StyleTTS2 icon indicating copy to clipboard operation
StyleTTS2 copied to clipboard

Mac (Metal) support?

Open itsPreto opened this issue 1 year ago • 33 comments

Any chances of running this model on the unified RAM in silicon macs? 16GB GPU/CPU

itsPreto avatar Nov 30 '23 00:11 itsPreto

Same issue. It doesn't work for now. I've tried HuggingFace space running locally and got:

MPS would be available but cannot be used rn RuntimeError: espeak not installed on your system

yukiarimo avatar Dec 05 '23 05:12 yukiarimo

@yukiarimo If you just want to do inference, you can install espeak via homebrew: https://formulae.brew.sh/formula/espeak

yl4579 avatar Dec 05 '23 08:12 yl4579

@yl4579 I have tried and got this error:

(ai) yuki@yuki styletts2 % python app.py
NLTK
[nltk_data] Downloading package punkt to /Users/yuki/nltk_data...
[nltk_data]   Package punkt is already up-to-date!
SCIPY
TORCH STUFF
START
177
MPS would be available but cannot be used rn
/Users/yuki/anaconda3/envs/ai/lib/python3.10/site-packages/torch/nn/modules/rnn.py:71: UserWarning: dropout option adds dropout after all but last recurrent layer, so non-zero dropout expects num_layers greater than 1, but got dropout=0.2 and num_layers=1
  warnings.warn("dropout option adds dropout after all but last "
bert loaded
bert_encoder loaded
predictor loaded
decoder loaded
text_encoder loaded
predictor_encoder loaded
style_encoder loaded
diffusion loaded
text_aligner loaded
pitch_extractor loaded
mpd loaded
msd loaded
wd loaded
[nltk_data] Downloading package punkt to /Users/yuki/nltk_data...
[nltk_data]   Package punkt is already up-to-date!
177
bert loaded
bert_encoder loaded
predictor loaded
decoder loaded
text_encoder loaded
predictor_encoder loaded
style_encoder loaded
diffusion loaded
text_aligner loaded
pitch_extractor loaded
mpd loaded
msd loaded
wd loaded
Traceback (most recent call last):
  File "/Users/yuki/Downloads/styletts2/app.py", line 105, in <module>
    btn.click(synthesize, inputs=[inp, voice, multispeakersteps], outputs=[audio], concurrency_limit=4)
TypeError: EventListenerMethod.__call__() got an unexpected keyword argument 'concurrency_limit'

yukiarimo avatar Dec 07 '23 06:12 yukiarimo

I didn't know this "app.py". Maybe you can ask it in the repo that made this?

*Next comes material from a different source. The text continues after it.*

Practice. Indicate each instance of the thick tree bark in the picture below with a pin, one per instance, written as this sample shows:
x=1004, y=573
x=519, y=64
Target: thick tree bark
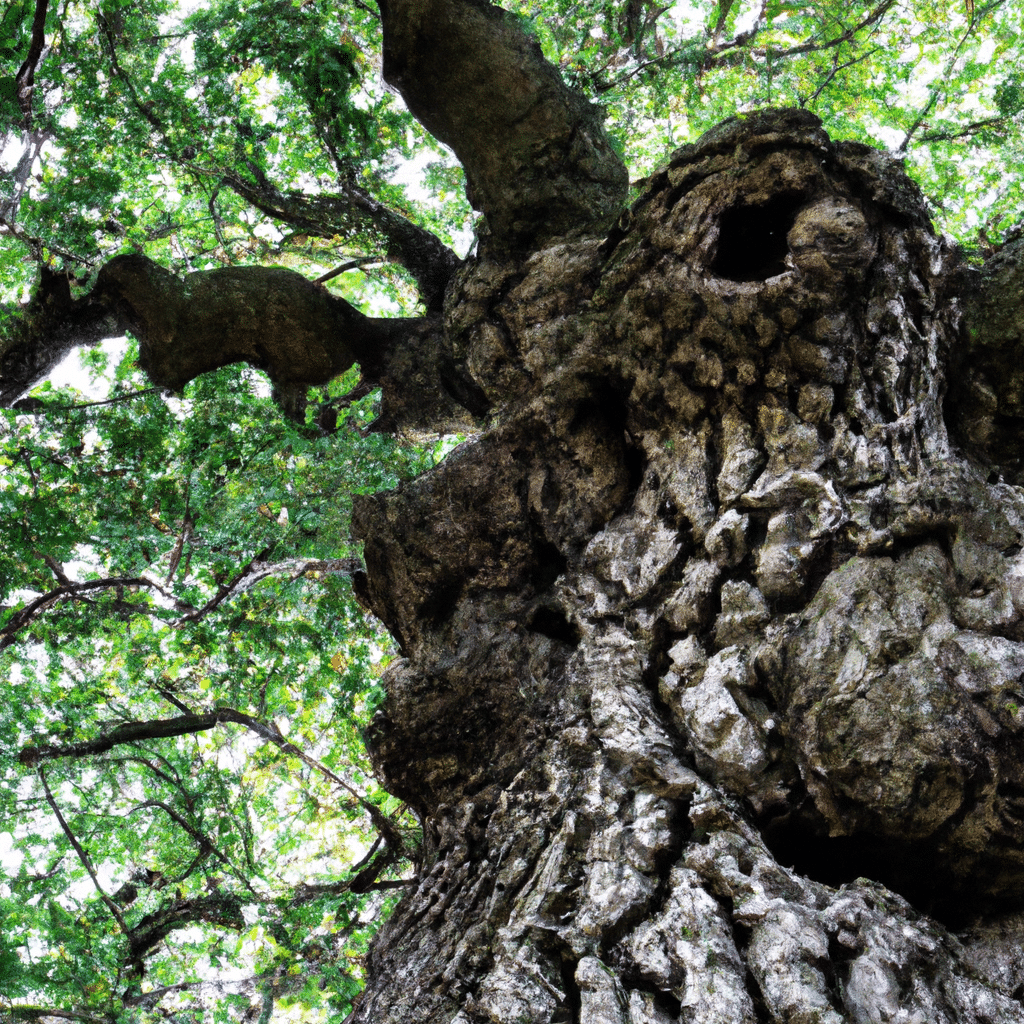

yl4579 avatar Dec 07 '23 06:12 yl4579

https://huggingface.co/spaces/styletts2/styletts2/tree/main

yukiarimo avatar Dec 07 '23 07:12 yukiarimo

@yukiarimo Please ask @fakerybakery

yl4579 avatar Dec 07 '23 08:12 yl4579

@fakerybakery have you looked into mlx? It's a new framework from Apple. They have a separate repo for examples.

itsPreto avatar Dec 07 '23 19:12 itsPreto

They've designed it to closely follow PyTorch's implementation-- though I'm not sure exactly what this means in terms of interop. Still worth some attention!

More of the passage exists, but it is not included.